False negatives: senior candidates who were very used to a particular programming environment (e.g. at Microsoft) and didn't have side projects that kept them up-to-speed with the basics of editing code on the command line over SSH. We did a lot of work over time to setup alternative environments for these candidates.
I'll add to your false negative case. I only write code over ssh in mostly emacs (and sometimes vim).
A couple years ago I was asked to interview via CoderPad and while I appreciate their attempt at having emacs and vim bindings, the fact that they're not actually accurate was worse than using Google Docs.
That is, it's actively worse to be almost your editor of choice than I think it would be to obviously be a "clumsy editor". In the former case, the interviewer perceives you as poor at writing code when you're fighting with a slightly drunk editor, while in the latter (like at a whiteboard) the interviewer adjusts for the environment.
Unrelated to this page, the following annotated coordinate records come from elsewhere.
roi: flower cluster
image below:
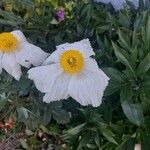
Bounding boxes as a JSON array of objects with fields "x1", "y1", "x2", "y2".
[{"x1": 0, "y1": 31, "x2": 109, "y2": 107}]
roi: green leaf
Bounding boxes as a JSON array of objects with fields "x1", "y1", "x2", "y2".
[
  {"x1": 104, "y1": 80, "x2": 121, "y2": 96},
  {"x1": 141, "y1": 135, "x2": 150, "y2": 150},
  {"x1": 102, "y1": 68, "x2": 123, "y2": 82},
  {"x1": 137, "y1": 52, "x2": 150, "y2": 76},
  {"x1": 52, "y1": 108, "x2": 70, "y2": 124},
  {"x1": 118, "y1": 30, "x2": 131, "y2": 51},
  {"x1": 112, "y1": 42, "x2": 135, "y2": 76},
  {"x1": 101, "y1": 128, "x2": 118, "y2": 144},
  {"x1": 121, "y1": 101, "x2": 144, "y2": 126},
  {"x1": 0, "y1": 93, "x2": 7, "y2": 111}
]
Edit: the interviewers let me retry via projecting my screen while using emacs locally in a terminal. I hope CoderPad has improved it's key bindings since then, but I hope interviewers test out these editing environments before assuming people would be 100% proficient.
For my part, when someone's looking over my shoulder, I get too nervous to rely on basically any editor functionality except cut/copy/paste, undo, and save. I start second-guessing everything. So you may as well just give me Notepad, because I'm gonna look like an idiot in any editor when someone's watching and I'm not already quite comfortable with that person (and the inherent scrutiny/judgement aspect of interviews makes that impossible, in that context).
That's very valid. I was actually only thinking of having someone metaphorically looking over my shoulder, like in a remote interview, but literally having someone in the same room watching is even worse.
To me, purely as far as the using-my-editor part of it goes, it's a lot like having practiced an instrument to an OK level of skill, but only ever playing it alone, then being asked to perform for others, who will make decisions about my future in part based on that performance. So I fall back on playing "Mary Had a Little Lamb" because I'm too worried about screwing up in some stupid-looking way if I attempt something fancier, but that also makes me look like I'm bad at it.
(I’m planning to give the interview question a shot before returning to read any more of your replies.)